Issue with making Dataloaders from image format that uses thread pool

jsam · November 13, 2020, 3:20am

Hi there,

I’ve been debugging this for a day or so, so apologies if I leave out some information because my head is too far in the weeds and please ask if I missed out any information. It’s also my first post here

First, let me say that I’m using ubuntu linux and pytorch 1.7.0, fastai 2.1.5, fastcore 1.3.2, openimageio 2.1.17 and OpenEXR 2.5.3 (these last two parts will become relevant later).

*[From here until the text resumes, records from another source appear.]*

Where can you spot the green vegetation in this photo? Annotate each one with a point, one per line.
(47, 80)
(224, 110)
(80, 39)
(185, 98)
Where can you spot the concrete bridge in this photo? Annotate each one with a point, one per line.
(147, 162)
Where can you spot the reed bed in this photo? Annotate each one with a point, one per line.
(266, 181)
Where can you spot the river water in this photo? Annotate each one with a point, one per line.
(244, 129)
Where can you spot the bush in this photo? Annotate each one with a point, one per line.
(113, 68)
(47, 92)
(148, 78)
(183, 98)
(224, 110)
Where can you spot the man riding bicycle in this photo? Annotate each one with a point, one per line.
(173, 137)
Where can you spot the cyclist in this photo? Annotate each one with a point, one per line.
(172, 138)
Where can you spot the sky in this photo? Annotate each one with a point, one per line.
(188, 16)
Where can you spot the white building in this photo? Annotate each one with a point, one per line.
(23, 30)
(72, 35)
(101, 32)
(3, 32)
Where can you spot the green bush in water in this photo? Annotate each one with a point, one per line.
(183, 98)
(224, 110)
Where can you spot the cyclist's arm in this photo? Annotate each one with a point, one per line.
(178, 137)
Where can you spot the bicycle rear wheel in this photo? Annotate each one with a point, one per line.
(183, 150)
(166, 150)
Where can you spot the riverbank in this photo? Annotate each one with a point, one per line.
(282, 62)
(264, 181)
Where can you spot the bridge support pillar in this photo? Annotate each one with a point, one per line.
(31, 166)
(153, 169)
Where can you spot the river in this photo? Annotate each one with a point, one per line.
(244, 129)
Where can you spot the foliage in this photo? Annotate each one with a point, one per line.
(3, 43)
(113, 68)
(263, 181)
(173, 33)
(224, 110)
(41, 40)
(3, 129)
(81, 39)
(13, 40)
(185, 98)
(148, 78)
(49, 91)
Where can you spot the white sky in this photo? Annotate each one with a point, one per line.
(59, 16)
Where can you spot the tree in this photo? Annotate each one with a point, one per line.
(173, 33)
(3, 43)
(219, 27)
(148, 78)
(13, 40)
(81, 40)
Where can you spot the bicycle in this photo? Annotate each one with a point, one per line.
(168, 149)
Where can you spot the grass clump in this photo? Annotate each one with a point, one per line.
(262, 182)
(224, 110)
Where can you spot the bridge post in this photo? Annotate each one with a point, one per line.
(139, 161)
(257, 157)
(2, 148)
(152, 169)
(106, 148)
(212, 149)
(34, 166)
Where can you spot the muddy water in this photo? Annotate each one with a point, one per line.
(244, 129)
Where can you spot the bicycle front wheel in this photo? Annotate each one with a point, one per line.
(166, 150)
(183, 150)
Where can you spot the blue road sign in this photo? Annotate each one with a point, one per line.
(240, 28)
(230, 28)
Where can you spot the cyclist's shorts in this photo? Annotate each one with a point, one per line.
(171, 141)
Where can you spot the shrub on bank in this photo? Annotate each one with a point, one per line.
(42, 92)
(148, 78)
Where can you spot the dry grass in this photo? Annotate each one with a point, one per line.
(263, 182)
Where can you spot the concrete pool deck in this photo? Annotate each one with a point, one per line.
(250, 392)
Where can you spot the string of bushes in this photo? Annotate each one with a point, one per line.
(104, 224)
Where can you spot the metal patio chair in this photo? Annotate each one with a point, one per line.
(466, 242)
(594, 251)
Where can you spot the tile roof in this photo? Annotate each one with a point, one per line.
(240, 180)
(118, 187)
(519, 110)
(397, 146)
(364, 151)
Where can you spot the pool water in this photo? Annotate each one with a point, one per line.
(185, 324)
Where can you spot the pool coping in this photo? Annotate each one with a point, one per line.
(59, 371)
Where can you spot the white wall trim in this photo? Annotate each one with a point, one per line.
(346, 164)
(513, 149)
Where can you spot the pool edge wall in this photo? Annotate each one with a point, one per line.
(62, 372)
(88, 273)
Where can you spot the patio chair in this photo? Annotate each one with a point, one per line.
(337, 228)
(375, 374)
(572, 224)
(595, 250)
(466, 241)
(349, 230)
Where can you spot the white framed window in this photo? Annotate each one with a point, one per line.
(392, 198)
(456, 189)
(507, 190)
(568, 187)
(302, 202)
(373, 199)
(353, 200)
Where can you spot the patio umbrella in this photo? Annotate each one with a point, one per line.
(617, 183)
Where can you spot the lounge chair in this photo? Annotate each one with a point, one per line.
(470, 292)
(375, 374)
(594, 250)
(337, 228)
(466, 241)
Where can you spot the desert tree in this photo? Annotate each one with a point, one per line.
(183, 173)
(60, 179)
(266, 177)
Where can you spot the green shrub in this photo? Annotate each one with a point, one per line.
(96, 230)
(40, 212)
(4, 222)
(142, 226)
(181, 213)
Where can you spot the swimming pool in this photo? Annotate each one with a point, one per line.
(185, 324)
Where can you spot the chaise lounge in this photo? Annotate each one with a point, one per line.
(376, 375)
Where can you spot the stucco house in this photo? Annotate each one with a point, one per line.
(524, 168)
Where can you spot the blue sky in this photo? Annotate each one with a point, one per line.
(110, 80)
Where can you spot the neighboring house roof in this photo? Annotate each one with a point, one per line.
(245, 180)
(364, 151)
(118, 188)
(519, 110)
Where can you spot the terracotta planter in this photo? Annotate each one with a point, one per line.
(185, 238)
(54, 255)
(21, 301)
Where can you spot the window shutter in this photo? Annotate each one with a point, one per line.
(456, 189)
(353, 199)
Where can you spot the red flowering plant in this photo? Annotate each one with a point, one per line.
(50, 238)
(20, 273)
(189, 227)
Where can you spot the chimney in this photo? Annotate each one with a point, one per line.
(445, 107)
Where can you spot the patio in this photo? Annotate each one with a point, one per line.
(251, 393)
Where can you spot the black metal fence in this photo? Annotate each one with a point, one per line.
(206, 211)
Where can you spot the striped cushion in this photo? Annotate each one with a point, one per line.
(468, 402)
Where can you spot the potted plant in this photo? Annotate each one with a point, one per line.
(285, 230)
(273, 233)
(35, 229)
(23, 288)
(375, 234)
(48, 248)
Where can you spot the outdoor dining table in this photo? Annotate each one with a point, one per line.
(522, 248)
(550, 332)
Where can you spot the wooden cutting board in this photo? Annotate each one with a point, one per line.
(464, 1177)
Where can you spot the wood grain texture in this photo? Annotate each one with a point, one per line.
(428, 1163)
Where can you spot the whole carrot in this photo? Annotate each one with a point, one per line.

I’m writing some code which will train a model that takes as input two images and produces multiple image outputs (let’s say 2 for the moment) and the images that are being read come from the EXR format. I’m finding that using any multiprocessing workers to read this data in the DataLoaders that my DataBlock makes will just lock up the process until I kill it (or provide a timeout kwarg to the dataloaders() function). When I put in some print statements I notice that my code is stopping when reading the EXR files and when I strace the child processes, I notice that the worker processes are both waiting on a lock in the OpenEXR library.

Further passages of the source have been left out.